Many investors are looking for additional ways to trade and invest. One non-traditional form of trading are with Contract for Difference or CFD as they are most commonly called for short. CFDs are a way for European traders to profit from asset price movement without actually owning the underlying asset. They are basically computing only the price change and not the underlying value. They have become popular in recent years. There are sites for trading CFD that offer education and tools to begin your journey with CFD. Because CFD are a non-traditional form of investing, it is important to do your research and learn about their advantages and disadvantages.

Advantages

There are many advantages to CFD. One being that there is global market access. Because many brokers offer products from many of the world’s major markets it allows for you to have access all day/every day. Many world markets also have certain rules against shorting, but with CFD they can be shorted because you do not actually own the underlying asset. Another advantage is that with CFD brokers you are often given the same order types as traditional brokers but often with no or little fees. One thing that can be to your advantage is that with CFDs you are offered a variety of trading opportunities. Brokers offer stock, index, treasury, currency, sector and commodity CFDs to offer variety and diversity in their financial vehicle investments.

Disadvantages

While CFDs offer an attractive alternative to traditional markets, they also present potential pitfalls.

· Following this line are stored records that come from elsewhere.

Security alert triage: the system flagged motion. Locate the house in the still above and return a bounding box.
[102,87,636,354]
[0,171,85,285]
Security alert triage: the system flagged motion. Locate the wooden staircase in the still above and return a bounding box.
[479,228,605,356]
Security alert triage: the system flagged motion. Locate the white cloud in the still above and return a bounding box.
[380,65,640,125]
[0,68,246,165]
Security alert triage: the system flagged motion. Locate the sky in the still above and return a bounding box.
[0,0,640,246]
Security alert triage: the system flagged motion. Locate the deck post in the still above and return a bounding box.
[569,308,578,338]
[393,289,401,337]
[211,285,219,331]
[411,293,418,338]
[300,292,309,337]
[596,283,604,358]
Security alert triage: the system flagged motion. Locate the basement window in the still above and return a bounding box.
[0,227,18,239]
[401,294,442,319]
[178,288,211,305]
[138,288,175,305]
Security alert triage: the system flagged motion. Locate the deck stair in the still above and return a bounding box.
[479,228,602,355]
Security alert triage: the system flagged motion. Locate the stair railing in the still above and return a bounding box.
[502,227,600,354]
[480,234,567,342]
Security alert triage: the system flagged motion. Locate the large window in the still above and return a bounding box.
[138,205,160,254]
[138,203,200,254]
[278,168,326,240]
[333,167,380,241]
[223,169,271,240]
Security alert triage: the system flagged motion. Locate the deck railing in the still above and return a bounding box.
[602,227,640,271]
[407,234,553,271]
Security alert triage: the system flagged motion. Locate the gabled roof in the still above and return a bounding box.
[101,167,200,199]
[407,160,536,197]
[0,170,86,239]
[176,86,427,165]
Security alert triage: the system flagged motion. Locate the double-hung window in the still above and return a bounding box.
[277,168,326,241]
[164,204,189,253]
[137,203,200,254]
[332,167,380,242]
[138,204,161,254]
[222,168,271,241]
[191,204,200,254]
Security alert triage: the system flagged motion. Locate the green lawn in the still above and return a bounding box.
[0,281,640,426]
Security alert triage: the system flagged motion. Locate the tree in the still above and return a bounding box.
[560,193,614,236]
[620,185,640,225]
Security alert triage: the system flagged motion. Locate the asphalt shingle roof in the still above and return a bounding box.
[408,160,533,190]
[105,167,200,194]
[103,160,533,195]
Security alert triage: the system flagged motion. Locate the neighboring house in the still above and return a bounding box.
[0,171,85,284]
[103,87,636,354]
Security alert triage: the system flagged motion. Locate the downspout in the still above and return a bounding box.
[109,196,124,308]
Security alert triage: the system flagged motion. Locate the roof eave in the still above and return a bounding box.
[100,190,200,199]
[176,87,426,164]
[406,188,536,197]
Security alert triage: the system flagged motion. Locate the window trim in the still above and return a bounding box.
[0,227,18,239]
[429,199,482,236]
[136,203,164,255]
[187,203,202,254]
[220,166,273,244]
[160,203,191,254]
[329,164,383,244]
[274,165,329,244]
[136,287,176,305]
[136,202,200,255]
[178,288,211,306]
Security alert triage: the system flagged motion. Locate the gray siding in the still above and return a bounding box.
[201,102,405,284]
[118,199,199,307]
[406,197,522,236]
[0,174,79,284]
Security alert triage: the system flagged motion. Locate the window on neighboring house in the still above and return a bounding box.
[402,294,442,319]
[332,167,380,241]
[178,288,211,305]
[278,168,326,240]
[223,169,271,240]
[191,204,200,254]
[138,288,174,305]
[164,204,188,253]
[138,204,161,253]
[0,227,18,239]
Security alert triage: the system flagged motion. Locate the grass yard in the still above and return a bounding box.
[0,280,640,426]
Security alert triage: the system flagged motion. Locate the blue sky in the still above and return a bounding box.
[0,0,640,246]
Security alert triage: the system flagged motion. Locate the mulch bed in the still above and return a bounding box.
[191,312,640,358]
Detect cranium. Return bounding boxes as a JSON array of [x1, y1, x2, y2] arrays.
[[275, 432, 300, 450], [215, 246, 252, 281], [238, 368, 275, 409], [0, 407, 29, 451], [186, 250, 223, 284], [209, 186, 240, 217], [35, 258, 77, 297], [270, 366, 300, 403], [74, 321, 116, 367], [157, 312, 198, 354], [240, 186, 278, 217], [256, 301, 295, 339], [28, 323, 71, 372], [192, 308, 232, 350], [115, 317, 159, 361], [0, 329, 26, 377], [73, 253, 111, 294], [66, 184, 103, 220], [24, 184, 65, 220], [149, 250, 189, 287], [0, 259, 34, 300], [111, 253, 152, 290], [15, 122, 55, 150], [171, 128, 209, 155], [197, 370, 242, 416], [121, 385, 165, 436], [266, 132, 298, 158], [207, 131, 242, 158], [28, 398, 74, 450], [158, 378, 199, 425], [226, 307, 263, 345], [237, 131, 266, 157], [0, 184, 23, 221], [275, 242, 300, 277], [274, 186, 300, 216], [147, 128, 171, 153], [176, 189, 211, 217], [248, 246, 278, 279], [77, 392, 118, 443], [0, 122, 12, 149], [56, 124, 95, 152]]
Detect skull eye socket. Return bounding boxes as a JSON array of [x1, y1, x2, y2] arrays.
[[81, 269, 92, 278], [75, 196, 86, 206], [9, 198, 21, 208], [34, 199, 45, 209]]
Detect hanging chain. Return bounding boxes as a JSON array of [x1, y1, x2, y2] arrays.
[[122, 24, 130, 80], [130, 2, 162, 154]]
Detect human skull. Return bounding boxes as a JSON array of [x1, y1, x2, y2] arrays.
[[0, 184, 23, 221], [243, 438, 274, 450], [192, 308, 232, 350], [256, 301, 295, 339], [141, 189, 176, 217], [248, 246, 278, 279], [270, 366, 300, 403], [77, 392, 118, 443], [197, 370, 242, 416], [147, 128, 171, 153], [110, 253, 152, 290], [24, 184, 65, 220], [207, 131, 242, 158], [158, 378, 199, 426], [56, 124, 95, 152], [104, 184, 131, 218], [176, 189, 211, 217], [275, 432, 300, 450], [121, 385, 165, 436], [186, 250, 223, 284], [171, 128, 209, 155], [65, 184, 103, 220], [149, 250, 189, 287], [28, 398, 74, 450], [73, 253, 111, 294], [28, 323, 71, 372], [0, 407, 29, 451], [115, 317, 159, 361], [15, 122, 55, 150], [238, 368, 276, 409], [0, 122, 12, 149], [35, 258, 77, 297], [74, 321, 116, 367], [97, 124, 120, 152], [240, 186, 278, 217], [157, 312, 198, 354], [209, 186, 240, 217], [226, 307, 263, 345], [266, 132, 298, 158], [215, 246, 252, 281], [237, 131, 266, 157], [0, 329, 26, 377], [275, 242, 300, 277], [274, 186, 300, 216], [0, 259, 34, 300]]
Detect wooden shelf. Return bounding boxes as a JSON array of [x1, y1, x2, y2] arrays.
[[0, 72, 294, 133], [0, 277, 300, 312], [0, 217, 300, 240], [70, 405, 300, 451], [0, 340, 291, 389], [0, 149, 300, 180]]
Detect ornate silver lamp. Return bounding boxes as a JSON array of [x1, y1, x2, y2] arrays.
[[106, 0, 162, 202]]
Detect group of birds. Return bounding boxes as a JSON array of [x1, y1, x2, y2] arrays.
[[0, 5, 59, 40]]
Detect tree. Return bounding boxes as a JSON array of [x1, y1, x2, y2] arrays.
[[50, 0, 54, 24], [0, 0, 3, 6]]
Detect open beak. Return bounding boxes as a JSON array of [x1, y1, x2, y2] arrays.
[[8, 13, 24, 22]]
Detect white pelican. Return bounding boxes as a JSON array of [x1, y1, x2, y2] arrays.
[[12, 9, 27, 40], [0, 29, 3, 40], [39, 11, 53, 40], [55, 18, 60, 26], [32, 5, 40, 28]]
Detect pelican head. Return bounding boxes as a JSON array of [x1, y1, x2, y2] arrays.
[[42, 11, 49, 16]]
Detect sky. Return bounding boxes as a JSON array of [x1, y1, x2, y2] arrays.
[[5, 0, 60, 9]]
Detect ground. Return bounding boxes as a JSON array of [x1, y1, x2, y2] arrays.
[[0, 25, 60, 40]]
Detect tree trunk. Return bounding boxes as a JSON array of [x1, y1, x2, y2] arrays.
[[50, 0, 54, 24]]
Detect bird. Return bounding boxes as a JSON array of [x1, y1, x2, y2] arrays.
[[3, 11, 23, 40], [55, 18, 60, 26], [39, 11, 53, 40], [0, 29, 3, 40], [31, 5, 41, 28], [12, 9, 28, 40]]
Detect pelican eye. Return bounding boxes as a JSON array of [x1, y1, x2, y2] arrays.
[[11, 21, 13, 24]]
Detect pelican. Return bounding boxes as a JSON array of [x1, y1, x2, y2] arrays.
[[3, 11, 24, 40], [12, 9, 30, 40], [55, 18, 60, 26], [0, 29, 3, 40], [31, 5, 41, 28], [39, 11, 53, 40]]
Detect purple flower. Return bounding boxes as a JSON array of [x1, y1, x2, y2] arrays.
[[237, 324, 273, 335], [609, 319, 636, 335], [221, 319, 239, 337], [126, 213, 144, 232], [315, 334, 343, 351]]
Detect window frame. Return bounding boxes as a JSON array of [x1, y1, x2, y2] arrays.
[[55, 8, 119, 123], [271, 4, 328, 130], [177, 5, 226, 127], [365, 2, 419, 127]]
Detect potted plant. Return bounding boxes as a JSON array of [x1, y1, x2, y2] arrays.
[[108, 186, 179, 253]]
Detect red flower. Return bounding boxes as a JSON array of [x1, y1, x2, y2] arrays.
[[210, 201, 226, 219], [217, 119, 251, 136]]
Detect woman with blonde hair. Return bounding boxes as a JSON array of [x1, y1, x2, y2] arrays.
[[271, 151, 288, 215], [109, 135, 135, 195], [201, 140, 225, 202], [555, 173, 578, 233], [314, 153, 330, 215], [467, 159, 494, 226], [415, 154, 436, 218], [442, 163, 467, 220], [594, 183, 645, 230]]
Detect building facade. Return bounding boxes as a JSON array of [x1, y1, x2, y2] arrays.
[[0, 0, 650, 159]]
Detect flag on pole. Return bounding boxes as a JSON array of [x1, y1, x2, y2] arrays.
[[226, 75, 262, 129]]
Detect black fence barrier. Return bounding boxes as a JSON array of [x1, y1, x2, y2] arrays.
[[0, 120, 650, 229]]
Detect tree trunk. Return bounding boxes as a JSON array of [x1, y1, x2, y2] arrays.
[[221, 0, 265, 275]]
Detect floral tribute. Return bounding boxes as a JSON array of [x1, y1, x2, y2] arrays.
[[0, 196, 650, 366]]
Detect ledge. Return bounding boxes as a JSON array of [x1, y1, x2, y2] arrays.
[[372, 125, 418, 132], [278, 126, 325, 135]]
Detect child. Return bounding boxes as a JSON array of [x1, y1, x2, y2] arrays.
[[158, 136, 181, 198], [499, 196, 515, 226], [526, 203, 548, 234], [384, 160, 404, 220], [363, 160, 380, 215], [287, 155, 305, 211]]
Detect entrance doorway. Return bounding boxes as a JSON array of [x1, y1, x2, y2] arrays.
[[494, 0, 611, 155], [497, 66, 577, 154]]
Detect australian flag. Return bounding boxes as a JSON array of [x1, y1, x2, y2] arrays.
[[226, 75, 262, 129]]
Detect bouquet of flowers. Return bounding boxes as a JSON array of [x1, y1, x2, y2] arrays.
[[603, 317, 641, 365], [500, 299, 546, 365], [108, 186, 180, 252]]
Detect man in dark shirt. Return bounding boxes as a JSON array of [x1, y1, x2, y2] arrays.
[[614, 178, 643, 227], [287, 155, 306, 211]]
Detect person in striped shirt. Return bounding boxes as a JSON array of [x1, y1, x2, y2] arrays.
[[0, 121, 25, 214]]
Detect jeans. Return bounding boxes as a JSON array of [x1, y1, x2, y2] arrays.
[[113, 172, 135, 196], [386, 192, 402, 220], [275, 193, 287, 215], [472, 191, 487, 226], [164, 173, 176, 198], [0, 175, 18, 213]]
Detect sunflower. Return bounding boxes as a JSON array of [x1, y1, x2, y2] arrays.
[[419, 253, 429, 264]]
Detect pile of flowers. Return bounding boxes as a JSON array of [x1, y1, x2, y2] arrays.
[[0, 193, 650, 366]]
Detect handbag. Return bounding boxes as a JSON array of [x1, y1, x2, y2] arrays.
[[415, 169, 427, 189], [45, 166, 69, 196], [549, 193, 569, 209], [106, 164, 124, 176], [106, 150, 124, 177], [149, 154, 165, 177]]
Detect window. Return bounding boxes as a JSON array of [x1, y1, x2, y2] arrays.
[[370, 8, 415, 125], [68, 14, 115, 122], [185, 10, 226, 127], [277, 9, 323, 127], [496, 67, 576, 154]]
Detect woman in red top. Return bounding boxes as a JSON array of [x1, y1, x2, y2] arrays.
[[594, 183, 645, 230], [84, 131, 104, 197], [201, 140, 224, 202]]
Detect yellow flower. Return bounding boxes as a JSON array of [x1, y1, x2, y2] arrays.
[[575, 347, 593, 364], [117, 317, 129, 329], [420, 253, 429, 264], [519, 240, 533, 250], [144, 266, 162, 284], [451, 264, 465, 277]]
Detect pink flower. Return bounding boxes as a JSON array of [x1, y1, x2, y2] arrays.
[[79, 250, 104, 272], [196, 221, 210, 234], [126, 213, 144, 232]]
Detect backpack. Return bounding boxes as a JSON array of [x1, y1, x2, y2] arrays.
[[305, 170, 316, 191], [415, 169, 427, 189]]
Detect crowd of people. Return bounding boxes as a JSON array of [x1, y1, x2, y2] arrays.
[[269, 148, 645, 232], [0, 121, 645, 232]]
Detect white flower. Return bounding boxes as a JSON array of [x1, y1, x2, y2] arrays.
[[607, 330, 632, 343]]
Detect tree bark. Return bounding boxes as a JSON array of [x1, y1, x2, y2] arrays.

One downside to CFDs is that traders pay the spread on entries and exits that take away potential for you to profit from small moves. The spread also decreases winning and increase losses as well. So, while traditional markets expose the trader to fees, regulations, commissions and higher capital requirements, CFDs trims traders’ profits through spread costs. A disadvantage to CFD trading is that the market is not highly regulated. This is a disadvantage to investors because they could find themselves in trouble if not monitoring their investments properly or get into a relationship with a unreliable broker. Brokers in this industry do not need to meet certain regulations enforced by the government but rather credibility is based on reputation and financial position. Because of this you need to do your homework and make sure you are working with a proper broker.

The bottom line is that CFDs offer a great alternative to traditional investment vehicles but it is important to do your due diligence prior to investment.